I’ve walked past The Haunt countless times before - even staying in a YHA room directly looking on to it - without really registering the small, dark venue.
After visiting on Friday to see Sea Girls perform, I’ve made a mental note to give one of their infamous dance nights a go. Right next to the seafront, it’s a neat little site, a glossy black front in a sea of egg white and beige buildings - a cinema converted into a cavernous dive bar.
For an indie-rock gig, The Haunt is perfect - dark, compact. A great venue for a band like London-based quartet Sea Girls, who get up close and personal with the audience: lead singer and guitarist Henry Camamile crouches, face to face with fans on the front row, before stepping down into the crowd to dance with the crowd. Microphone in hand, still performing, arm round the shoulders of audience members who are singing the lyrics back at him, jumping in time.
I’d spoken to Henry on the phone a couple of weeks before seeing Sea Girls perform in Brighton. He was getting ready to jump on the minibus to head to the next location on their UK tour. “It’s been awesome,” he tells me. “We’ve had a great reaction to the new singles. Manchester has been my favourite stop so far - everyone was super loud, and the vibe was great. It was amazing to see everyone dancing, and hear them singing our songs back to us. It was great - the show really ran away with us.”
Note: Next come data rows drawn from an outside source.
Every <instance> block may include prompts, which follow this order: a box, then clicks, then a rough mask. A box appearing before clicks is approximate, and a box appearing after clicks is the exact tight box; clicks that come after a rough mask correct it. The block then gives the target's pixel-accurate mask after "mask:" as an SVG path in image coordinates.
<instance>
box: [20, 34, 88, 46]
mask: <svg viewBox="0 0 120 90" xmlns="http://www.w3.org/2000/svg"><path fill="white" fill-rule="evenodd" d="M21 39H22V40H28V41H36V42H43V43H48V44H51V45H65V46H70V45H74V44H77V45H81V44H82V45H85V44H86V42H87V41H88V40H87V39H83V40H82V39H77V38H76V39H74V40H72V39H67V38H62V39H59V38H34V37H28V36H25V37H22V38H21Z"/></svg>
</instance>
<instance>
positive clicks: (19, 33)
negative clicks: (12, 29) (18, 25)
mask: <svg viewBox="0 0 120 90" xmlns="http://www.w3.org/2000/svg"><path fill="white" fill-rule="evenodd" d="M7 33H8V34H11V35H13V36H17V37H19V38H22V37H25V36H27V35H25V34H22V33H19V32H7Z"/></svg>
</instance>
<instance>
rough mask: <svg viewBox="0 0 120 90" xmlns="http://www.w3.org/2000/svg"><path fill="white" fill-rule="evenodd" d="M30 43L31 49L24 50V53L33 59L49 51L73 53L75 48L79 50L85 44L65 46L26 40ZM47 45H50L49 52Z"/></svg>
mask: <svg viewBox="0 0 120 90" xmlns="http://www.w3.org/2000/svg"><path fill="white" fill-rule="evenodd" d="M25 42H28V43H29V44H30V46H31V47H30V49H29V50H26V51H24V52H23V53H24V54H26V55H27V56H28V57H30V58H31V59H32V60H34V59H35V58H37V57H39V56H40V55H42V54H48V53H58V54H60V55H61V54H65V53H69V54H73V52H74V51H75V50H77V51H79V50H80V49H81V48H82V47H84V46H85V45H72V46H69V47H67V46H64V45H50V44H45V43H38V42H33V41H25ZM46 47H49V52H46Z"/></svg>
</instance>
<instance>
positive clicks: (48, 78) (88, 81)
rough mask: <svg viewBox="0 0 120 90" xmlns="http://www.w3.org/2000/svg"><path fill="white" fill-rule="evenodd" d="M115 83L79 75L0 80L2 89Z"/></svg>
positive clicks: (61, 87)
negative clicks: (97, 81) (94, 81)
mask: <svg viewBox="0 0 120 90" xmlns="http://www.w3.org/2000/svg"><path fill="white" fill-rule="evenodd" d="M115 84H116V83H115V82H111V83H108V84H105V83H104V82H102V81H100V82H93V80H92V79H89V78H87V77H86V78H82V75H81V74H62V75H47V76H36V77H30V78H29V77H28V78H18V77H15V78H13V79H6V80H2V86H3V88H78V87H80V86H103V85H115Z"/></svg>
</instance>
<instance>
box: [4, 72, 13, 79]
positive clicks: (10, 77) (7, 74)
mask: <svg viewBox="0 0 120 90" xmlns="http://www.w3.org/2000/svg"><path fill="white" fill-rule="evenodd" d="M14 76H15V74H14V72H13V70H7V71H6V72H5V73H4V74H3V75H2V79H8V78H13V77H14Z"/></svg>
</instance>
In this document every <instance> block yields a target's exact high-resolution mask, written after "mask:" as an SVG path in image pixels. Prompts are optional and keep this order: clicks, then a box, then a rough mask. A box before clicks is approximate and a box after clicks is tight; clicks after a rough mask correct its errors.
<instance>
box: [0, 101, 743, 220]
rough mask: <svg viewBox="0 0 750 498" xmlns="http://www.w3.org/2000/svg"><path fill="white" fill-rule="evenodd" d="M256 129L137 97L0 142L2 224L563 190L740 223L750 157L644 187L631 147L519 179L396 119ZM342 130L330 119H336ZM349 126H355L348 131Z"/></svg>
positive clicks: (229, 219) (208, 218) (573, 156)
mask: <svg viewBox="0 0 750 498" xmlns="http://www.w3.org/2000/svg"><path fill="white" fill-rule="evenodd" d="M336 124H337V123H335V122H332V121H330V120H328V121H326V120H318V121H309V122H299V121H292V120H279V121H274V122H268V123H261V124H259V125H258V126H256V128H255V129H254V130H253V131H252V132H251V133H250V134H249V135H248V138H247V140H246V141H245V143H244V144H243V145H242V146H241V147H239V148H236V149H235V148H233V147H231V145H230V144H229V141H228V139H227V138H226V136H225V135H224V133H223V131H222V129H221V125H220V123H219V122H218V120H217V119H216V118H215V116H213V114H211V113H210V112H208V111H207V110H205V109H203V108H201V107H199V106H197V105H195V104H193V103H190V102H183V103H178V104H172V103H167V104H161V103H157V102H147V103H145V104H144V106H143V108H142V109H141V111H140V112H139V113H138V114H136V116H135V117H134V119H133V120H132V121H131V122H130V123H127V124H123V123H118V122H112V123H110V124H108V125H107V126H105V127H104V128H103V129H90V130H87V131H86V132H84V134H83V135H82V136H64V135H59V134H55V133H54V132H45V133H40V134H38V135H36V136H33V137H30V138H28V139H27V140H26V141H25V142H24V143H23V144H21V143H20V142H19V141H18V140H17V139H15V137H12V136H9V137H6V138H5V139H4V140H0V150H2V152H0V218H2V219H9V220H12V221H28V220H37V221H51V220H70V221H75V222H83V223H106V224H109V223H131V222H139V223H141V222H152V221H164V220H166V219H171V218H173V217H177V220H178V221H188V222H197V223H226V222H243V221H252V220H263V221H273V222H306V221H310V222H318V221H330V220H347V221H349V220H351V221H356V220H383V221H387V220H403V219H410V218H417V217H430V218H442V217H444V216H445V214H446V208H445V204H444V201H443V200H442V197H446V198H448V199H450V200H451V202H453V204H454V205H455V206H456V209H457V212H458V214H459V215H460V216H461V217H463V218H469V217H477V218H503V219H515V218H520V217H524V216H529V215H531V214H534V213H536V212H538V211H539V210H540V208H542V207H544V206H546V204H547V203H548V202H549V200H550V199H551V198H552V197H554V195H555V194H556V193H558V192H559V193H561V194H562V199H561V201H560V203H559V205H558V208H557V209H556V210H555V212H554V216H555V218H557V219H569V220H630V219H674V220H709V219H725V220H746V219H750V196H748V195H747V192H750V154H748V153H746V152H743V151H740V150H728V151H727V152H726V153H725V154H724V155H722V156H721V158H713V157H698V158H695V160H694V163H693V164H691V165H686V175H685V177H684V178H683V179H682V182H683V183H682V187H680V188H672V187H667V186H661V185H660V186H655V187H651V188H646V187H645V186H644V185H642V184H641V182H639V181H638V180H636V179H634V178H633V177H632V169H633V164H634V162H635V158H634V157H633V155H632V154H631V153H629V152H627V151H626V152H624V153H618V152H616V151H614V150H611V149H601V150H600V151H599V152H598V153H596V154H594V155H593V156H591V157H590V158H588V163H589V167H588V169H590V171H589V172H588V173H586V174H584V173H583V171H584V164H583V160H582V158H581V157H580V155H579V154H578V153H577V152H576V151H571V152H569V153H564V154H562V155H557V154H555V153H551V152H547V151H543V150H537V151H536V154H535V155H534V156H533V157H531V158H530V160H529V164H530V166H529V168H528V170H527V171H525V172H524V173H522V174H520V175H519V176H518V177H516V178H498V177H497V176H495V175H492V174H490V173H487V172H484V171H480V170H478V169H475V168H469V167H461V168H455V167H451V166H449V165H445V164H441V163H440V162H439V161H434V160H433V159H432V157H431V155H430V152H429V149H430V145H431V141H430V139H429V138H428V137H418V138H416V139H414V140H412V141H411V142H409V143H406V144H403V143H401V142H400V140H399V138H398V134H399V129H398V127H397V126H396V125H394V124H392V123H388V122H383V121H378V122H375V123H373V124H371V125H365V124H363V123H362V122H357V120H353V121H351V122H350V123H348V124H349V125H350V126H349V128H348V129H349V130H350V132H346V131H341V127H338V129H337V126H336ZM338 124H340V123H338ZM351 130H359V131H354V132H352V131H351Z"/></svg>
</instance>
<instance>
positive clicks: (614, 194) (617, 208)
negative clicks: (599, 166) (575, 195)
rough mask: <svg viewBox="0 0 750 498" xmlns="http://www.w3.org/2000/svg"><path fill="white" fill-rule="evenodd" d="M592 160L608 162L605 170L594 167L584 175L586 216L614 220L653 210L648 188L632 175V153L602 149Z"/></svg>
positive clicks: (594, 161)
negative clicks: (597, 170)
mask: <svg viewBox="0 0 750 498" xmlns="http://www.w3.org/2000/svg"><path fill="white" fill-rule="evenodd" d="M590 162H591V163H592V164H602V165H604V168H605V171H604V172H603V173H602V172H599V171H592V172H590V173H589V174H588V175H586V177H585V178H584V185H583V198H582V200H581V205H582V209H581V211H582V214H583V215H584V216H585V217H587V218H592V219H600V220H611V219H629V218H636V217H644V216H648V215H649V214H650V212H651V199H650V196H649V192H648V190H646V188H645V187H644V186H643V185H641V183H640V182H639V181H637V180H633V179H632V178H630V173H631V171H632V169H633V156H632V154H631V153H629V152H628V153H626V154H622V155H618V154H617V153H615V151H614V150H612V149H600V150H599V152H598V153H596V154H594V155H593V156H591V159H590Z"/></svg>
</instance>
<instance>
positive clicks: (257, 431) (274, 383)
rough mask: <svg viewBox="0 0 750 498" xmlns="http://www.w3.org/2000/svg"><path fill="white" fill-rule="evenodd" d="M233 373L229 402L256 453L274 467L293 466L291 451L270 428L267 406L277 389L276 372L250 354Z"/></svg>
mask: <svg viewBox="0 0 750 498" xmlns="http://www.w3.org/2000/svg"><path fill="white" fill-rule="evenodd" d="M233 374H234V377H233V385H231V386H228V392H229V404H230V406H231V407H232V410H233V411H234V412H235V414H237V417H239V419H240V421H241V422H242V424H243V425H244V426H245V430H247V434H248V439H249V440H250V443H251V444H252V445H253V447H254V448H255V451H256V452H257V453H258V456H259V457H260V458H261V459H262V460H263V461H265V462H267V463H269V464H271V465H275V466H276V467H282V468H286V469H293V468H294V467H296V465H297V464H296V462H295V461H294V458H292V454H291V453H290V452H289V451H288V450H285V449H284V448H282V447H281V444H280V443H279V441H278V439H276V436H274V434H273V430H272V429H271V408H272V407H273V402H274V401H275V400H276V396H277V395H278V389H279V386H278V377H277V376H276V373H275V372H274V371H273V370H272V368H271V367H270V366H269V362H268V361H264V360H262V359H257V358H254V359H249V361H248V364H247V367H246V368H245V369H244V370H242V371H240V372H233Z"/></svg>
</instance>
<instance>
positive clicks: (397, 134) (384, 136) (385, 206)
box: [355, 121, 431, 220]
It’s been a busy year for Sea Girls, and I ask Henry what the highlight has been so far. “Playing Reading and Leeds - it’s really a childhood dream for anyone who wants to play live music,” he tells me. Getting our EP out - having a physical copy of the music. I’m not a fantatic or a purist when it comes to vinyl - mostly I listen to music on my phone - but I’ve been building my vinyl collection. I have some Foals, and some of my parents’ stuff from the 1970s and 80s. It’s cool how it’s coming back around - it forces you to listen to whole side of an album. You don’t skip to ‘Mr Brightside’ - you get to listen to ‘Jenny Was a Friend of Mine’ as well.”
I ask what Henry’s been listening to: “Frank Carter’s ‘I Hate You’ - it’s such a great song. I love the lyrics. I’ve also been listening to The 1975, Young Fathers, and Gangs of Youth.” There’s definitely something of The 1975 about Sea Girls’ ability to knock out a danceable bop, but the band’s sound is more distinctly indie-rock than anything else: think somewhere between Catfish and the Bottlemen and The Wombats.
Sea Girls’ gig at The Haunt marks a return to Brighton for the band, who came here to shoot their music video for single Too Much Fun. “It was so much fun working on the music video, but it was so cold!” Henry says. “We also played The Great Escape at the Arch. It was great.”
At their gig on October 19, Sea Girls give a performance which is high energy straight off the bat - as soon as they hit the stage, all four members feel completely present, moving non-stop in time to the music.
This level of energy is something Henry promised as I asked him what an audience can expect from a gig with Sea Girls: “We really let the music run away with us,” he tells me. “We get sweaty, we keep it up there. We play every show like it’s our very last rock show. You can expect noise and energy - we move around a lot. I love The xx, but it’s not The xx - it’s the opposite of a The xx gig!”
So where does the name ‘Sea Girls’ come from? “It’s taken from Water’s Edge, a Nick Cave - although it’s actually the wrong lyric!” Henry explains. “The song, which has a line about ‘these city girls’, we heard as ‘sea girls’, which we liked more - it’s a very mystical sounding phrase, otherworldly. Music, for us, is our escape, so we wanted a name that sounded unearthly.”
Support band The Pale White, are another one to keep an ear out for - they’ve got some pretty decent riffs. Track Medicine is particularly good - hurry up and release it already, guys! - and I’m looking forward to seeing how they develop as a band.
An excellent show with two great performances. If you haven’t checked Sea Girls or The Pale White out yet - get on it.